Some people develop early on a love of sports. For others it’s music. Or machines.
Or today the wonders of computer technology. For me it was the curiosities of the words
people used to say the same thing in different languages, a love that led me
eventually to linguistics and culture theory and a career in language teaching.
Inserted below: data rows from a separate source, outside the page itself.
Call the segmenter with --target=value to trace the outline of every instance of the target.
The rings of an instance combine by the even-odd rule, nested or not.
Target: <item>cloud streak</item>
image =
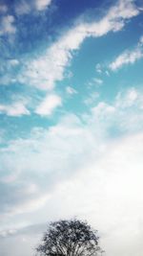
[[[133,64],[135,61],[143,58],[142,49],[142,37],[137,44],[136,48],[133,51],[125,51],[123,54],[119,55],[114,61],[110,64],[110,69],[112,71],[116,71],[128,64]]]

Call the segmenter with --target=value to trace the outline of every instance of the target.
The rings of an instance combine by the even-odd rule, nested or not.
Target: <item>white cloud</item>
[[[77,91],[72,86],[67,86],[66,87],[66,91],[67,91],[68,94],[71,94],[71,95],[77,93]]]
[[[51,0],[34,0],[34,1],[35,1],[35,7],[37,11],[44,11],[51,3]]]
[[[83,122],[68,114],[1,149],[1,190],[9,185],[1,191],[9,202],[1,203],[2,230],[24,213],[30,223],[77,216],[99,229],[107,255],[142,256],[142,105],[143,93],[131,88],[112,105],[94,105]]]
[[[110,68],[112,71],[115,71],[124,65],[133,64],[137,59],[140,59],[141,58],[143,58],[143,52],[141,49],[135,49],[133,52],[127,51],[117,57],[117,58],[110,64]]]
[[[16,102],[11,105],[0,105],[0,113],[5,113],[8,116],[22,116],[29,115],[30,111],[24,103]]]
[[[41,2],[40,2],[41,3]],[[102,36],[109,32],[121,30],[126,22],[139,13],[133,1],[119,1],[115,7],[99,21],[87,23],[83,20],[65,33],[53,43],[43,56],[25,63],[23,74],[18,76],[21,82],[34,85],[39,89],[51,89],[56,81],[62,81],[65,69],[78,50],[81,43],[89,36]]]
[[[0,35],[5,34],[15,34],[14,17],[12,15],[3,16],[0,25]]]
[[[62,100],[58,95],[51,94],[46,97],[42,104],[36,108],[36,113],[42,116],[51,115],[53,110],[62,105]]]
[[[98,79],[98,78],[94,78],[94,79],[93,79],[93,81],[94,81],[95,83],[98,83],[98,84],[102,84],[102,83],[103,83],[103,80]]]
[[[8,12],[8,7],[6,5],[0,5],[0,12]]]
[[[15,12],[18,15],[27,14],[31,11],[31,5],[26,1],[20,1],[15,5]]]
[[[99,74],[102,73],[102,67],[101,67],[101,64],[100,63],[97,63],[96,66],[95,66],[95,71]]]
[[[140,38],[137,46],[133,51],[125,51],[119,55],[114,61],[112,61],[109,67],[112,71],[115,71],[124,65],[133,64],[135,61],[143,58],[143,49],[142,49],[142,37]]]

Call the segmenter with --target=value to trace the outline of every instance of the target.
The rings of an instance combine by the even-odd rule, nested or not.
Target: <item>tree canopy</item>
[[[51,222],[36,251],[43,256],[92,256],[100,250],[97,230],[87,221],[63,220]]]

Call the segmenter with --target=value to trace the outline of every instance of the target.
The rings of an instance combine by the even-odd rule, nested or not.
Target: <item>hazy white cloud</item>
[[[12,15],[6,15],[2,17],[0,24],[0,35],[5,34],[15,34],[16,27],[14,25],[14,17]]]
[[[102,66],[100,63],[97,63],[96,66],[95,66],[95,71],[99,74],[102,73]]]
[[[101,80],[101,79],[99,79],[99,78],[94,78],[94,79],[93,79],[93,81],[94,81],[95,83],[98,83],[98,84],[102,84],[102,83],[103,83],[103,80]]]
[[[31,11],[31,7],[30,5],[30,3],[28,3],[25,0],[20,1],[19,3],[16,3],[16,5],[15,5],[15,12],[18,15],[27,14]]]
[[[72,86],[67,86],[66,87],[66,91],[67,91],[68,94],[71,94],[71,95],[77,93],[77,91]]]
[[[51,0],[34,0],[34,2],[37,11],[44,11],[51,5]]]
[[[83,122],[68,114],[1,149],[1,194],[9,207],[1,202],[0,233],[9,236],[10,220],[18,225],[23,213],[29,223],[39,216],[43,221],[77,216],[99,229],[107,255],[141,256],[142,105],[143,93],[131,88],[112,105],[94,104]],[[112,138],[116,128],[120,136]],[[16,170],[16,179],[7,180]]]
[[[42,116],[50,116],[53,110],[62,105],[62,99],[55,94],[51,94],[36,108],[36,113]]]
[[[22,102],[16,102],[11,105],[0,105],[0,113],[5,113],[8,116],[30,115],[25,103]]]
[[[110,69],[115,71],[127,64],[133,64],[135,61],[143,58],[143,49],[142,49],[142,37],[140,38],[137,46],[133,51],[125,51],[119,55],[115,60],[113,60],[110,65]]]
[[[119,31],[127,19],[138,13],[139,11],[133,1],[120,0],[101,20],[91,23],[84,20],[76,22],[74,27],[61,35],[43,56],[25,63],[25,70],[18,76],[18,80],[39,89],[53,88],[56,81],[64,79],[66,67],[70,65],[74,51],[80,48],[85,38]]]
[[[125,52],[117,57],[117,58],[110,64],[110,68],[112,71],[121,68],[127,64],[133,64],[137,59],[143,58],[143,52],[141,49],[135,49],[133,52]]]
[[[8,12],[8,7],[6,5],[0,5],[0,12]]]

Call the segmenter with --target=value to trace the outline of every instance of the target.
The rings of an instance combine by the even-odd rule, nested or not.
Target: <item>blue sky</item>
[[[34,255],[51,221],[141,256],[143,4],[0,0],[0,247]]]

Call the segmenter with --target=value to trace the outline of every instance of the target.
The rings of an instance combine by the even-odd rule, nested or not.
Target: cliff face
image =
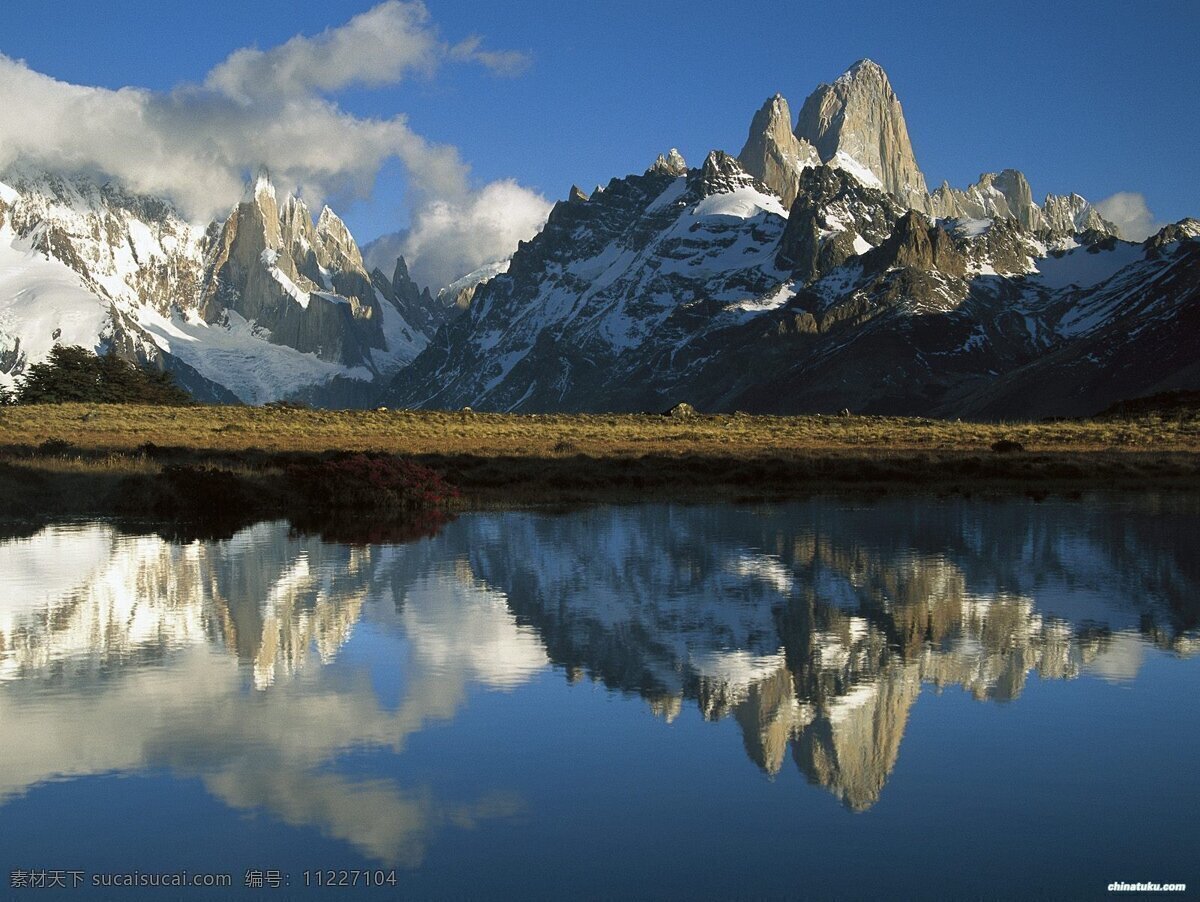
[[[812,144],[823,162],[850,168],[865,182],[874,179],[876,187],[905,206],[929,211],[925,176],[917,166],[900,101],[887,73],[871,60],[857,62],[832,85],[809,95],[796,137]]]
[[[792,133],[792,113],[781,95],[768,100],[750,122],[750,134],[738,162],[755,179],[791,206],[799,190],[800,173],[818,166],[816,148]]]
[[[54,343],[169,369],[205,401],[370,401],[443,320],[397,265],[367,273],[346,224],[264,178],[223,223],[112,184],[0,184],[0,387]],[[401,278],[403,276],[403,278]],[[356,386],[356,387],[355,387]]]

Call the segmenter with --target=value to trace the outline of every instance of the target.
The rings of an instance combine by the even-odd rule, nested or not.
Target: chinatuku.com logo
[[[1187,892],[1186,883],[1110,883],[1109,892]]]

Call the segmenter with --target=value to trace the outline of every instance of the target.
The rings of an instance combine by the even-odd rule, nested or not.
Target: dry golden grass
[[[1022,450],[994,451],[1002,440]],[[1200,421],[1188,414],[973,423],[64,404],[0,408],[0,516],[169,507],[160,474],[172,464],[227,470],[264,511],[283,511],[287,467],[336,451],[413,457],[467,505],[1200,489]]]
[[[508,415],[438,411],[160,408],[61,404],[0,409],[0,445],[67,441],[90,451],[145,444],[238,452],[382,451],[481,457],[718,456],[980,452],[1019,441],[1028,452],[1200,451],[1200,420],[1145,417],[974,423],[870,416]]]

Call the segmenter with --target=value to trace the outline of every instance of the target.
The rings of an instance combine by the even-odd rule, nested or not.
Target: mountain
[[[811,143],[823,162],[850,169],[859,181],[883,188],[906,206],[929,209],[904,110],[878,64],[859,60],[832,85],[809,95],[796,137]]]
[[[0,385],[55,343],[115,348],[209,401],[346,403],[443,319],[408,278],[367,272],[329,208],[260,176],[224,222],[85,178],[0,176]]]
[[[373,245],[373,258],[384,243]],[[437,297],[265,176],[222,222],[0,176],[0,387],[55,342],[193,395],[482,410],[1086,415],[1200,389],[1200,224],[1142,243],[1016,169],[926,191],[875,62],[781,95],[737,157],[578,187]]]
[[[1123,241],[1015,169],[929,194],[866,60],[790,116],[572,191],[385,403],[1013,417],[1200,387],[1196,221]]]

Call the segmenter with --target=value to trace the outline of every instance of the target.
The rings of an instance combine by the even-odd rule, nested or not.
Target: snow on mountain
[[[660,157],[590,198],[572,191],[388,403],[961,416],[1001,409],[1008,377],[1040,366],[1036,389],[1006,396],[1010,416],[1195,381],[1187,332],[1163,325],[1195,315],[1193,283],[1164,275],[1200,254],[1184,223],[1122,242],[1079,196],[1036,204],[1015,169],[929,196],[870,61],[790,126],[776,95],[738,160]],[[1120,350],[1076,360],[1073,344],[1100,332]]]
[[[437,299],[403,258],[367,271],[332,210],[314,222],[265,178],[204,227],[110,185],[6,178],[7,385],[54,341],[256,403],[1064,415],[1200,379],[1200,226],[1123,242],[1078,194],[1036,204],[1015,169],[929,194],[869,60],[794,127],[769,98],[738,158],[672,150],[572,187]]]
[[[0,191],[7,387],[64,343],[170,369],[202,398],[319,399],[335,383],[366,397],[428,342],[422,302],[433,306],[364,270],[331,210],[313,224],[301,200],[277,203],[265,175],[208,226],[113,184],[23,167]]]

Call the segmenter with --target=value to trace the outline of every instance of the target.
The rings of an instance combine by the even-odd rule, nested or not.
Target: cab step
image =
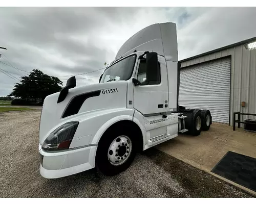
[[[170,135],[168,134],[164,134],[162,135],[160,135],[158,136],[155,137],[152,139],[151,139],[150,140],[148,140],[148,143],[150,144],[152,144],[153,143],[155,143],[156,142],[159,142],[160,140],[164,140],[165,139],[166,139],[167,138],[170,137]]]
[[[180,131],[179,131],[179,133],[185,133],[186,132],[187,132],[187,131],[188,131],[188,130],[183,129],[183,130],[181,130]]]

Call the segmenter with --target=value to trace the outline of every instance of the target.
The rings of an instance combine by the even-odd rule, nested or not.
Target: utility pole
[[[5,47],[0,47],[0,49],[7,49]],[[0,54],[0,58],[1,58],[2,55]]]

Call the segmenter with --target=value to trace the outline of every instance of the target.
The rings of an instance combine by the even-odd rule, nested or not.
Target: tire
[[[138,142],[134,139],[136,134],[130,129],[123,125],[116,126],[103,134],[95,158],[98,171],[106,176],[113,176],[129,167],[138,149]]]
[[[202,128],[202,116],[200,110],[195,109],[193,111],[193,117],[190,128],[190,134],[193,136],[198,136],[200,134]]]
[[[202,110],[202,130],[207,131],[210,129],[211,124],[211,116],[208,110]]]

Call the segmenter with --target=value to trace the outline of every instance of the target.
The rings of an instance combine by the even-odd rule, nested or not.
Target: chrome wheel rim
[[[129,137],[122,135],[115,139],[109,148],[108,158],[114,166],[123,164],[132,152],[132,141]]]
[[[206,125],[209,126],[210,125],[210,115],[208,114],[206,116]]]
[[[197,118],[197,120],[196,121],[196,127],[198,131],[201,129],[201,118],[200,116],[198,116]]]

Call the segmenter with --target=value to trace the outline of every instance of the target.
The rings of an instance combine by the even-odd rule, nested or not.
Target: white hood
[[[172,22],[154,24],[129,38],[119,50],[114,61],[136,49],[154,51],[164,56],[166,61],[178,62],[177,48],[176,24]]]

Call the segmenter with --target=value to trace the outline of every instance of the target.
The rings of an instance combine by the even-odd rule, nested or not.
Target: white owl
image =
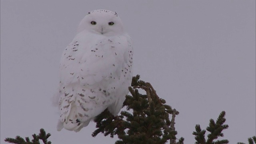
[[[116,13],[95,10],[85,16],[61,59],[58,131],[78,132],[107,108],[118,114],[132,82],[132,54]]]

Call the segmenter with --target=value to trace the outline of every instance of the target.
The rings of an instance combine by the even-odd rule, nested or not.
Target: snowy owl
[[[88,13],[61,58],[58,131],[78,132],[106,108],[118,114],[132,82],[132,54],[116,12]]]

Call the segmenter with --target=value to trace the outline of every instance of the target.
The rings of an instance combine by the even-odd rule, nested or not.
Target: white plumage
[[[61,59],[58,130],[79,131],[107,108],[118,114],[132,81],[132,53],[116,13],[88,13]]]

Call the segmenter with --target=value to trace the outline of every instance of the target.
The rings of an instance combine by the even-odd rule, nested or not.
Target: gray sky
[[[230,144],[256,135],[255,1],[159,2],[1,0],[0,142],[42,128],[53,144],[118,139],[92,137],[93,122],[57,132],[51,101],[62,51],[85,14],[101,9],[116,12],[133,39],[134,75],[180,112],[178,138],[194,143],[196,124],[205,129],[222,110]]]

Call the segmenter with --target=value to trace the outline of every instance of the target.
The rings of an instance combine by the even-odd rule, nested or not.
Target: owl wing
[[[61,58],[61,81],[64,85],[78,81],[82,84],[92,85],[108,80],[112,75],[118,77],[120,74],[116,70],[124,70],[121,68],[123,63],[131,64],[129,54],[131,57],[132,48],[128,35],[88,38],[92,40],[84,40],[84,36],[78,36]]]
It’s my grandmother’s fault.
She used to plan a good cry every year on New Year’s Eve. It was her time to let out all her frustrations,
admit that fifty years after the death of her mother she still felt the loss
vividly on the year-end holidays. I’ve
picked that up. I get sentimental about
the past on New Year’s Eve.
Just sat at the dinner table with my two favorite human beings – my husband Taku
and my niece Amy who leaves for the other side of the world the day after
tomorrow, back to her current life of trying to ease the burden of Burmese
refugees. We fed a couple of the pieces
of sushi we were not able to finish to the girls. OK, so feeding raw salmon and yellowtail to
dogs is what many would call a ridiculous waste. But my little girl had an operation on her
leg last week and has suffered a terrible reaction to the pain medication, and it’s
been a rough week. And there’s nothing
in the world I wouldn’t do for her at this point. Taku came home with a gorgeous sushi plate
and in one fell swoop I put a nod to my twenty-four years in Japan together
with the proof that my life today is happy and rich and filled with love. And at the same time I remember with fierce
nostalgia watching my grandmother let loose on the one day of the year she
allowed herself to cry. And learning
languages and learning what a big world was out there for me to explore. So many rich memories to choose from.
Bounce, aka Boobie |
Come sit on my lap, little girl with the balloon around your
neck to keep you from fussing at the stitches, which will not come out till
next week. Help me remember back to when
all these many adventures got started.
To how it was in the beginning.
This is a time for such reminiscences.
Then we’ll watch the new year come in together and look forward
to the stitches coming out and to Amy’s next home leave, and to springtime and
warm days once more.
But for now, Boobie, my dear, let’s you and me, and your
sister Miki, and your other papa-daddy Taku wish everybody we know a bonne
année and einen guten Rutsch ins neue Jahr and an akemashite omedeto (in your
papa-daddy’s native language).
And, snovim godom.
Let’s not forget snovim godom.
Gene Ahern photo credit
2 comments:
Dear Alan,
That was a mighty impressive New Year's speech! Very uplifting. A Happy New Year to you and your family, too.
Emil in Stockholm.
Lovely, Alan. Just read now (Jan. 8). Great to have this history and reminiscences. Snovim godom to you and Taku and the girls.